Le vibrant et beau livre Pourquoi être heureux quand on peut être normal est l’autobiographie de Jeanette Winterson, romancière anglaise née à Manchester dans les années 50. Elle est dédiée à trois femmes, « mes trois mères », écrit-elle, Constance Winterson, sa mère adoptive, Ruth Rendell, sa mère de cœur et d’esprit, Anne S. sa mère biologique. D’entrée, l’ouvrage livre le trouble, le mal-être de celle qui cherche et se cherche. L’auteur l’avoue d’emblée : « Les enfants adoptifs s’inventent parce qu’ils n’ont pas d’autres solutions, leur existence est marquée dès le départ par une absence, un vide, un point d’interrogation ».
La jeunesse de Jeanette fut psychologiquement mouvementée, sinon chaotique. Sa mère nourricière, si l’on ose dire, celle qui l’adopta, était une adepte de l’Eglise évangélique, d’un tempérament un peu particulier : inapte à la vie familiale et sociale, plongée dans une foi imprégnée d’un pessimisme absolu qu’elle répandait autour d’elle. « Nous devions être malheureuses avec elle. Elle attendait l’Apocalypse […]. pour elle, la vie était une expérience pré-mortem ». Les mots « charité » ou « amour d’autrui » lui étaient complètement étrangers. Jeanette décrit auprès d’elle une enfance amère, traversée de violences morales et psychologiques.

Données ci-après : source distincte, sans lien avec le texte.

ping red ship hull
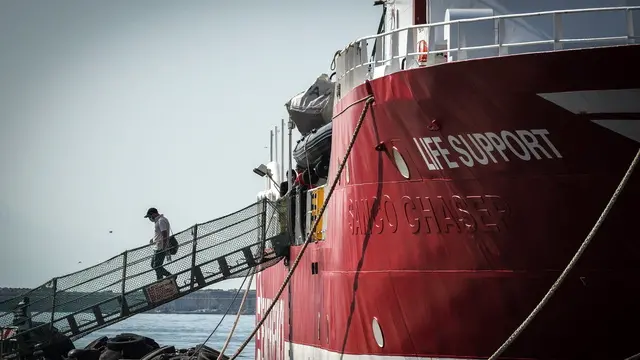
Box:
[256,45,640,360]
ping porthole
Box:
[371,318,384,348]
[391,146,409,179]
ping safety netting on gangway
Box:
[0,199,288,340]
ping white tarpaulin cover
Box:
[285,74,335,135]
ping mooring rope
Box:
[217,268,256,360]
[489,149,640,360]
[230,95,374,360]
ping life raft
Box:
[293,122,333,169]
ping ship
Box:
[255,0,640,360]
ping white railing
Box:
[334,6,640,97]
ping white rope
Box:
[229,95,373,360]
[489,149,640,360]
[217,268,256,360]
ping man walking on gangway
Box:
[145,208,171,280]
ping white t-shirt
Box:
[153,215,171,250]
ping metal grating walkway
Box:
[0,200,288,352]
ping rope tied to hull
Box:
[230,95,374,360]
[489,149,640,360]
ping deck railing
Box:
[334,6,640,97]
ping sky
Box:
[0,0,381,288]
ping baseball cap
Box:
[144,208,158,218]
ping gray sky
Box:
[0,0,381,288]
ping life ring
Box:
[418,40,429,62]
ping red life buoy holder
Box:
[418,40,429,62]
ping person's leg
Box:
[151,250,164,280]
[156,250,171,280]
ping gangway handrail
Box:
[0,199,289,354]
[0,208,260,315]
[0,199,271,305]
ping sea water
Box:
[75,314,255,359]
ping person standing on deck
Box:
[145,208,171,280]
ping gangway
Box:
[0,199,289,358]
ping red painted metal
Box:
[257,45,640,359]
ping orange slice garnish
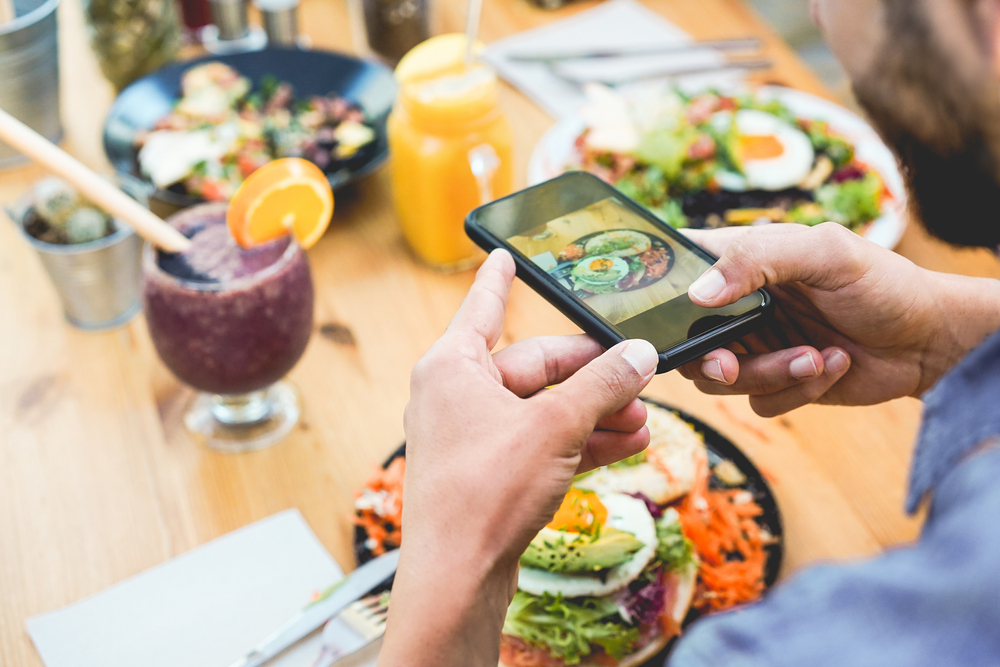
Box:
[226,157,333,248]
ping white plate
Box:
[528,86,907,249]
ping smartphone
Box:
[465,172,773,373]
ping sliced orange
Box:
[226,158,333,248]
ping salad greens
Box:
[615,165,688,229]
[503,590,639,665]
[635,123,698,180]
[816,173,882,227]
[656,514,695,571]
[577,90,883,231]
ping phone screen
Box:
[503,193,763,351]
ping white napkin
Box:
[483,0,742,118]
[27,510,374,667]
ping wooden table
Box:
[0,0,1000,667]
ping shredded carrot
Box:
[354,456,406,556]
[677,466,767,612]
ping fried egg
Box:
[517,493,657,598]
[574,404,708,505]
[712,109,816,192]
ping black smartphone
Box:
[465,172,773,373]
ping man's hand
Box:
[680,222,1000,417]
[380,251,657,667]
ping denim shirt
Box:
[668,332,1000,667]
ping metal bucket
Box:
[8,181,142,331]
[0,0,62,169]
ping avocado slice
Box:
[521,528,645,574]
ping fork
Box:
[312,591,389,667]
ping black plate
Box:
[104,48,396,213]
[354,397,784,667]
[549,229,676,299]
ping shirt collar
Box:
[906,331,1000,514]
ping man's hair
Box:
[854,0,1000,248]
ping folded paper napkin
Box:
[483,0,742,118]
[27,510,374,667]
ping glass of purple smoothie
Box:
[142,203,313,452]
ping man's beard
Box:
[854,0,1000,249]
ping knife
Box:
[504,37,762,63]
[229,549,399,667]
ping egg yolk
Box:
[546,489,608,534]
[739,134,785,160]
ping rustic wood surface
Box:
[0,0,1000,667]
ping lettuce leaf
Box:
[635,125,698,180]
[503,591,639,665]
[816,173,882,227]
[656,512,695,571]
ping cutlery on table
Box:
[504,37,762,63]
[549,60,774,86]
[312,591,389,667]
[229,549,399,667]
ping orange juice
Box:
[388,34,512,270]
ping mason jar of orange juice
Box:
[388,34,512,270]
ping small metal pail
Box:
[0,0,62,169]
[8,180,142,331]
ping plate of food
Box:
[528,85,906,248]
[354,399,783,667]
[104,48,395,219]
[549,229,674,296]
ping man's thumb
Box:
[546,339,659,426]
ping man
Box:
[380,0,1000,667]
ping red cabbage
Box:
[625,493,663,519]
[617,577,667,625]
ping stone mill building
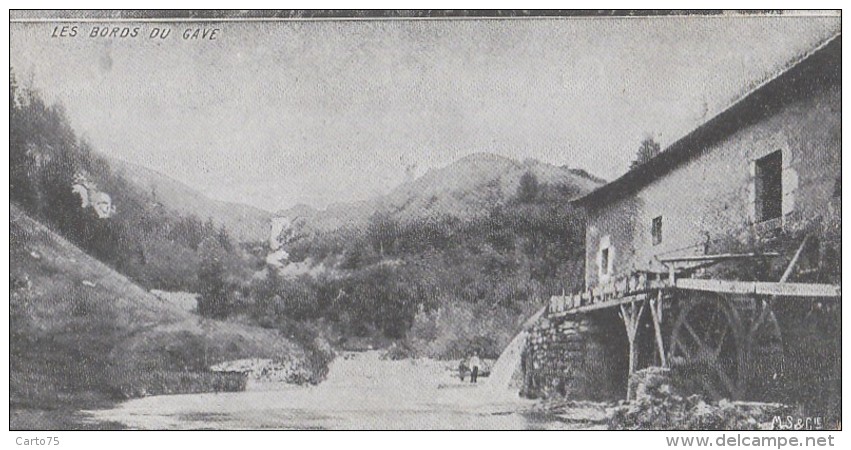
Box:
[523,35,842,420]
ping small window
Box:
[756,150,783,222]
[650,216,662,245]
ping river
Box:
[86,351,577,430]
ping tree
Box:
[198,253,232,319]
[517,172,540,203]
[629,137,662,170]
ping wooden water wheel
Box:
[669,293,783,400]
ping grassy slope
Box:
[9,206,304,429]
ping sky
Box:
[10,15,841,211]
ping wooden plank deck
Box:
[676,278,842,297]
[548,278,842,317]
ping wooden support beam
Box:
[620,301,647,400]
[650,291,668,367]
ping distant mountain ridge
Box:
[277,153,604,231]
[104,156,274,242]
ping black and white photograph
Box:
[6,10,842,434]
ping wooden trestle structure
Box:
[547,246,841,399]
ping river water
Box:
[86,352,570,430]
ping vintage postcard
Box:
[9,10,842,432]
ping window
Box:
[756,150,783,222]
[650,216,662,245]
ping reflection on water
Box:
[89,352,580,429]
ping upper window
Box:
[650,216,662,245]
[756,150,783,222]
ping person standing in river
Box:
[467,352,482,383]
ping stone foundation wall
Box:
[521,313,628,401]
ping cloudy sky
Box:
[11,16,840,211]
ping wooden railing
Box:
[547,272,672,315]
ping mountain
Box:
[9,205,305,429]
[105,156,273,242]
[278,153,604,231]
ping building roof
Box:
[574,33,842,206]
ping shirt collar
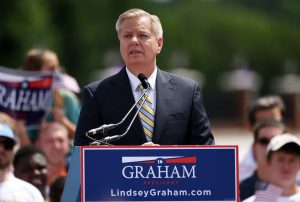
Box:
[126,67,157,92]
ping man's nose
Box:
[131,36,139,44]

« Mon père était malheureux, ma mère était dérangée, nous étions des réfugiés dans nos propres vies. (…) Mrs Winterson avait peur du bonheur, ajoute-t-elle, elle pensait que le bonheur était synonyme de nuisance/mal/péché. Ou que c’était tout bonnement idiot. A l’inverse, le malheur paraissait vertueux. »
La noirceur constitutive de cet être asocial plongeait la pauvre Jeanette dans un profond sentiment de malheur et de désespoir. Pour fuir cette mère nourrie d’un pessimisme radical, Jeanette se réfugia dans les livres, avec passion. Mais une passion, hélas, clandestine, car, dans la maison, Mrs Winterson « cachait les livres, comme elle cachait tout le reste, y compris son cœur ». Jeanette trouva ses bonheurs de lecture, non pas chez elle, donc, mais à la bibliothèque municipale de sa petite commune. Et c’est alors la découverte d’auteurs qui feront définitivement partie de sa vie, Virginia Woolf, Jane Austen, Charles Dickens, entre autres : « Les écrivains sont souvent des exilés, des marginaux, des fugueurs et des parias. Les écrivains étaient mes amis. Chaque livre était une bouteille à la mer. Il fallait les ouvrir ».
Le parcours biographique de Jeanette Winterson a, au final, un unique et même fil rouge : la recherche de l’amour, d’abord auprès d’une mère adoptive, sans cœur apparent, auprès d’une mère biologique, ensuite, qui l’a abandonnée dans les premières semaines de son existence et dont elle voudra savoir si ce geste d’abandon était indifférence ou déchirement. L’amour familial, Jeanette le trouvera, malgré tout, dans le regard quasi maternel et la chaleur protectrice de sa tante Nellie – « Elle a été ma première leçon en amour » -, et dans la rencontre effusive avec sa mère biologique enfin retrouvée.
Quant au sexe, dont Jeanette découvre les attraits à l’adolescence, Mrs Winterson détestait en parler et, bien davantage encore, le pratiquer. On imagine le choc d’autant plus rude fait à cette mère psychorigide à l’annonce des amours saphiques de sa fille. « J’étais une femme qui souhaitait aimer les femmes, sans se sentir coupable ni ridicule », nous dit Jeanette, sans fard ni hypocrisie morale ou sociale.
Ce livre, superbement écrit, est un texte douloureux et déchirant de sincérité qui nous apporte une belle et forte leçon de courage et de tendresse. « L’amour. Le mot difficile. Où tout commence, où tout revient toujours. L’amour. Le manque d’amour. La possibilité de l’amour ». Ce sont les derniers mots de ce beau livre, égrenés telle une litanie. Ils résument tout.